Governance, productivity and economic development
Cuong Le Van (CNRS, PSE, CES), Ngoc-Sang Pham, Thi Kim Cuong Pham (EconomiX), Binh Tran-Nam (RMIT)

TL;DR
This paper models how transfer policies, R&D, and corruption influence economic development within a general equilibrium framework with heterogeneous agents and government actions.
Contribution
It introduces a tractable analytical model that incorporates corruption and policy impacts on economic growth and redistribution strategies.
Findings
Corruption siphons off tax revenues, reducing public investment.
Redistribution and innovation policies significantly affect economic development.

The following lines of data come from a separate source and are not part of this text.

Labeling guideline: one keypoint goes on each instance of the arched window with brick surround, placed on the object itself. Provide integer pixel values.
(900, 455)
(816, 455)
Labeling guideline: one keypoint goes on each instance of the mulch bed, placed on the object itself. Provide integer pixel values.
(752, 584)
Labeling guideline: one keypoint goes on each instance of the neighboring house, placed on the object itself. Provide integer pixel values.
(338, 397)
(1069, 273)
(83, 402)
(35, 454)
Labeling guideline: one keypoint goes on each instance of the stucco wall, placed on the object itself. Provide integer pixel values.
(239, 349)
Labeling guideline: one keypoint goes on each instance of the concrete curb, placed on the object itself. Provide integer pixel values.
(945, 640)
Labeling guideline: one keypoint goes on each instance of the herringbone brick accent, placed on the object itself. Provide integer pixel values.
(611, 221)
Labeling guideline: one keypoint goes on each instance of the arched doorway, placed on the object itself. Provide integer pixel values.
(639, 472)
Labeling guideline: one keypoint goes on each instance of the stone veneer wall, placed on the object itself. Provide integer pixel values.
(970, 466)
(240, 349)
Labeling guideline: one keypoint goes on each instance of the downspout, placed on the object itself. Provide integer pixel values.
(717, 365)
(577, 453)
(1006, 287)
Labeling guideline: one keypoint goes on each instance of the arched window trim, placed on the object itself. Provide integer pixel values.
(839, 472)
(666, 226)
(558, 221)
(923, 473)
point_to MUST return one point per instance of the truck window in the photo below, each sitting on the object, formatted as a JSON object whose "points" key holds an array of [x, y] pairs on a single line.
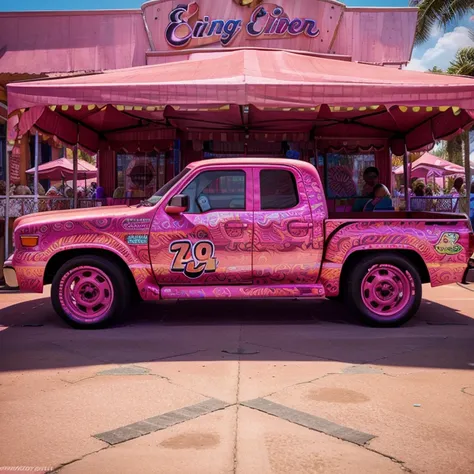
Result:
{"points": [[158, 196], [216, 190], [277, 190]]}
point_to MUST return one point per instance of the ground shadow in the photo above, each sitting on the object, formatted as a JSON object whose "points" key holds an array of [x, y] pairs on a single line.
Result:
{"points": [[33, 337]]}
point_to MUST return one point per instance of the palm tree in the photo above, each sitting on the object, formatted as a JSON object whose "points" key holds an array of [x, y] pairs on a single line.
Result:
{"points": [[438, 12]]}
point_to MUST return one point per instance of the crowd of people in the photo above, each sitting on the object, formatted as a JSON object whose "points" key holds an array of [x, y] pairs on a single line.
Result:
{"points": [[377, 197]]}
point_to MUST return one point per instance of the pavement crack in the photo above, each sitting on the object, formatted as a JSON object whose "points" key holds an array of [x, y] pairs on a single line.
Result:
{"points": [[294, 352], [177, 355], [401, 464], [300, 383], [407, 351], [79, 353], [237, 403], [58, 469]]}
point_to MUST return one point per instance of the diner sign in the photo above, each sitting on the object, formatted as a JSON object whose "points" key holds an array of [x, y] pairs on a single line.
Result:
{"points": [[187, 28]]}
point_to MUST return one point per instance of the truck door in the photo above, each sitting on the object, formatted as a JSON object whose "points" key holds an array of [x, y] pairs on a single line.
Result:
{"points": [[283, 229], [210, 243]]}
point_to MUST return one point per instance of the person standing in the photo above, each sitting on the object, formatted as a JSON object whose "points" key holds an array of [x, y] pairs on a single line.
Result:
{"points": [[371, 178]]}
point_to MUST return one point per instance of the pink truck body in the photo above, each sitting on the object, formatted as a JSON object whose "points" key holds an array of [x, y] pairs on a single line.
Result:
{"points": [[248, 251]]}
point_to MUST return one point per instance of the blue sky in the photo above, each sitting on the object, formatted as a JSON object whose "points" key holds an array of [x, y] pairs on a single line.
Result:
{"points": [[17, 5], [438, 51]]}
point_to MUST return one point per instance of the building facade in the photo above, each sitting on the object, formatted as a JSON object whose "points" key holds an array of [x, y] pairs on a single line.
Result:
{"points": [[35, 45]]}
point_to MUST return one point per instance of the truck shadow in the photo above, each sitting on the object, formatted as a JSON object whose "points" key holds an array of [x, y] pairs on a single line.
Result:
{"points": [[33, 337]]}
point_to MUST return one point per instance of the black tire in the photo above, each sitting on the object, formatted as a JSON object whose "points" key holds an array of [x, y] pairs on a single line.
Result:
{"points": [[361, 273], [120, 284]]}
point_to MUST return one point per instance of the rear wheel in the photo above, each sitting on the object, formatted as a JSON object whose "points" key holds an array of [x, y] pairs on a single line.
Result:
{"points": [[384, 289], [90, 292]]}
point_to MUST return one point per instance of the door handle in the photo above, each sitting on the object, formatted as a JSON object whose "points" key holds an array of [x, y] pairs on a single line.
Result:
{"points": [[237, 225]]}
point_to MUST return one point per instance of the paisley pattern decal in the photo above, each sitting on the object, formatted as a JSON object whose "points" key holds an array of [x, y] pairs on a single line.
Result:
{"points": [[447, 244]]}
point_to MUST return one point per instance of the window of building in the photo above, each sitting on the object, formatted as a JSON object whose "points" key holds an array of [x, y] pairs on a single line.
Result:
{"points": [[345, 174], [216, 190], [277, 190]]}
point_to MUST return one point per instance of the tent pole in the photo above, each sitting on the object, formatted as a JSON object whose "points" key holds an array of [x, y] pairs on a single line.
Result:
{"points": [[74, 182], [7, 206], [406, 177], [36, 170], [467, 167]]}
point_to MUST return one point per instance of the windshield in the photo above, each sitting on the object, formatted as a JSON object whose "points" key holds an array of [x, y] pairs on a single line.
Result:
{"points": [[158, 196]]}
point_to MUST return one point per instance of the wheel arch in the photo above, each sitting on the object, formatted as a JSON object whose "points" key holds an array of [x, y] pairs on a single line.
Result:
{"points": [[59, 258], [411, 255]]}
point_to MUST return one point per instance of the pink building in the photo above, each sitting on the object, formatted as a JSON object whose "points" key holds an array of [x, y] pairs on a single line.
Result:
{"points": [[36, 45]]}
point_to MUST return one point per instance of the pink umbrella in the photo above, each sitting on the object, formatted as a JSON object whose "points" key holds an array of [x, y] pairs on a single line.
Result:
{"points": [[429, 165], [62, 169]]}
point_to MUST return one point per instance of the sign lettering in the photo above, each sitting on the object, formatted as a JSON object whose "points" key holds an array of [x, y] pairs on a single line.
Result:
{"points": [[266, 21], [193, 259]]}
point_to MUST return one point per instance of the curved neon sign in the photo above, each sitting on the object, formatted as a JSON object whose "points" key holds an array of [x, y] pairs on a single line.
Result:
{"points": [[266, 21]]}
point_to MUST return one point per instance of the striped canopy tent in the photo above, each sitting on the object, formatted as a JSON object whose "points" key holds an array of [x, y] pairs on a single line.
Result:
{"points": [[246, 93]]}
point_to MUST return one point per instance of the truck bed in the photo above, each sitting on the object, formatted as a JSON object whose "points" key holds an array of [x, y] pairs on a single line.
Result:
{"points": [[396, 216]]}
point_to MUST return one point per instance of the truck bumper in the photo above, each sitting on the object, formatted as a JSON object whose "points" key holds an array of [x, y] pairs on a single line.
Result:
{"points": [[469, 273]]}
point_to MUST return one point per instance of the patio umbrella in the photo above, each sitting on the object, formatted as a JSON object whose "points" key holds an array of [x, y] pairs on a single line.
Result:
{"points": [[62, 169], [430, 165]]}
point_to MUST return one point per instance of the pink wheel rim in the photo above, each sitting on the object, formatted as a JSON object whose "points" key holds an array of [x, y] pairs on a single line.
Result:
{"points": [[386, 290], [86, 294]]}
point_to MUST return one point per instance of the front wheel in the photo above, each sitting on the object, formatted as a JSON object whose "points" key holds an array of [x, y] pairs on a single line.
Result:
{"points": [[90, 292], [384, 289]]}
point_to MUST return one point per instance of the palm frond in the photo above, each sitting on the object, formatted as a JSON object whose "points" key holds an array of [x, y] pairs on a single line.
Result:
{"points": [[442, 12], [455, 9]]}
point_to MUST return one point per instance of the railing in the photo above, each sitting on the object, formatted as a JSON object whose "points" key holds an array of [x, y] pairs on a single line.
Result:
{"points": [[24, 205], [435, 203]]}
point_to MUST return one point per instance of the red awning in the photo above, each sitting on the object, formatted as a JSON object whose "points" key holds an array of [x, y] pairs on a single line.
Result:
{"points": [[287, 93]]}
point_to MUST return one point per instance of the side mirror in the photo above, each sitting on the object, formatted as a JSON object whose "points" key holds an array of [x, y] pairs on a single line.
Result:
{"points": [[178, 204]]}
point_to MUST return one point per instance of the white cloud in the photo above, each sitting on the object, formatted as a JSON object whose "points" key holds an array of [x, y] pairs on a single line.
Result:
{"points": [[443, 52]]}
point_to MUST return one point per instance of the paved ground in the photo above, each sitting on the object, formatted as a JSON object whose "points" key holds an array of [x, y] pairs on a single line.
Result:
{"points": [[251, 387]]}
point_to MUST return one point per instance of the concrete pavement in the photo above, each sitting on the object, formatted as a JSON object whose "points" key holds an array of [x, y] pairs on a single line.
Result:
{"points": [[247, 387]]}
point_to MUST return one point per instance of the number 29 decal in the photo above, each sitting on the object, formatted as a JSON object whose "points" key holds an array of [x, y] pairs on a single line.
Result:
{"points": [[193, 259]]}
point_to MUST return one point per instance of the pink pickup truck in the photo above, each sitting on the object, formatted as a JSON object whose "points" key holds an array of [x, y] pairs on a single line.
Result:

The model establishes the existence of a political-economic equilibrium.
Abstract
This paper explores the interplay between transfer policies, R\&D, corruption, and economic development using a general equilibrium model with heterogeneous agents and a government. The government collects taxes, redistributes fiscal revenues, and undertakes public investment (in R\&D, infrastructure, etc.). Corruption is modeled as a fraction of tax revenues that is siphoned off and removed from the economy. We first establish the existence of a political-economic equilibrium. Then, using an analytically tractable framework with two private agents, we examine the effects of corruption and evaluate the impact of various policies, including redistribution and innovation-led strategies.